Semantic Web: Who should we tag today?

I've been doing some further reading surrounding the semantic web. I feel FeedTagger has something important to offer and I am trying to work out how and why. Read on for my thoughts on what will make the semantic web tick...

At the moment technorati allows bloggers to specify tags that relate to particular posts they make. Sure, it's a good start, but technorati are approaching the semantic web backwards. The publisher is describing the content of the particular post which is no different to meta tags that have been around for years. I'm more interested in how other people describe the content.

A tagger of the semantic web should be an external entity looking in. I can't trust the author of an article when he says it's written about 'microsoft', but I can trust google when it has established the context of the page in relation to the other 100 pages that link to it. Even better I can trust 1000 separate individuals that have all tagged the article as 'microsoft', 'longhorn'. A certain level of trust about the content of an article can be established when others tag a souce. This is not possible when relying on the author alone.

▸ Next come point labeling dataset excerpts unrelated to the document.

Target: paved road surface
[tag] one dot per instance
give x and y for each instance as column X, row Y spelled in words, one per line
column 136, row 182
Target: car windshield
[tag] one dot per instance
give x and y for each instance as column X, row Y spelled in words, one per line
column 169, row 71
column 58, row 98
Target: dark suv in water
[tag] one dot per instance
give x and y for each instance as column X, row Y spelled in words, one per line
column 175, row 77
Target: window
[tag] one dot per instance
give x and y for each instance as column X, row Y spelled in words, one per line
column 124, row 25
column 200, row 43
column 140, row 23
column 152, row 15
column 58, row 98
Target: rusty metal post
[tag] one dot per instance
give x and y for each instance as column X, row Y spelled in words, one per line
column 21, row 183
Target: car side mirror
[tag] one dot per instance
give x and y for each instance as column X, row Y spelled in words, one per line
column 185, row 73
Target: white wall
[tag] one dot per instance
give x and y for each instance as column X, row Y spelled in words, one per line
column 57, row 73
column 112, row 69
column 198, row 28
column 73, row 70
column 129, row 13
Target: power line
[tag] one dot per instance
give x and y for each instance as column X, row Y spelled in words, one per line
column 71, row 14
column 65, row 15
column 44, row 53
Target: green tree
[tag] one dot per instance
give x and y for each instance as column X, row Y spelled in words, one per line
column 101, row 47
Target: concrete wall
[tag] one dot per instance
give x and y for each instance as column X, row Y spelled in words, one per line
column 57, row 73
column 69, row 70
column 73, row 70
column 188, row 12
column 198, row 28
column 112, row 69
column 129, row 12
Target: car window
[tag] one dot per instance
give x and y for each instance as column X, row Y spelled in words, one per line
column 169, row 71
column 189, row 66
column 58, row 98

An Irish blogger made an interesting comment backing up my theory. He says:
"I think the best part of the Technorati tagging system is the harvest done of other sources such as del.icio.us, furl and Flickr. Whenever I click into I find the most useful stuff coming from the self-titled tags on Flickr and the social bookmark systems to be better than the hand-rolled tags made specifically for Technorati."

If we take 1000 people and they all attempt to quantify the semantics of a particular object or data set, a computer has a wealth of knowledge previously unavailable. Not only do we know the article is about 'microsoft' we also have 10's maybe 100's of other keywords that can help establish relationships between this article and other articles with similar keywords. Similar results can be achieved through establishing context ala google, but with tagging - nothing beats a human.

Tagging our semantic web now boils down to:- "How do we get 1000 people to all describe the same object?"

People are naturally lazy, they will only go to the effort of doing something if they see some benefit in doing so. We need to develop interactive web applications that offer incentives to users for applying semantics to information. The main incentive is ease of use in finding information they have previously sought or information they want to track regularly.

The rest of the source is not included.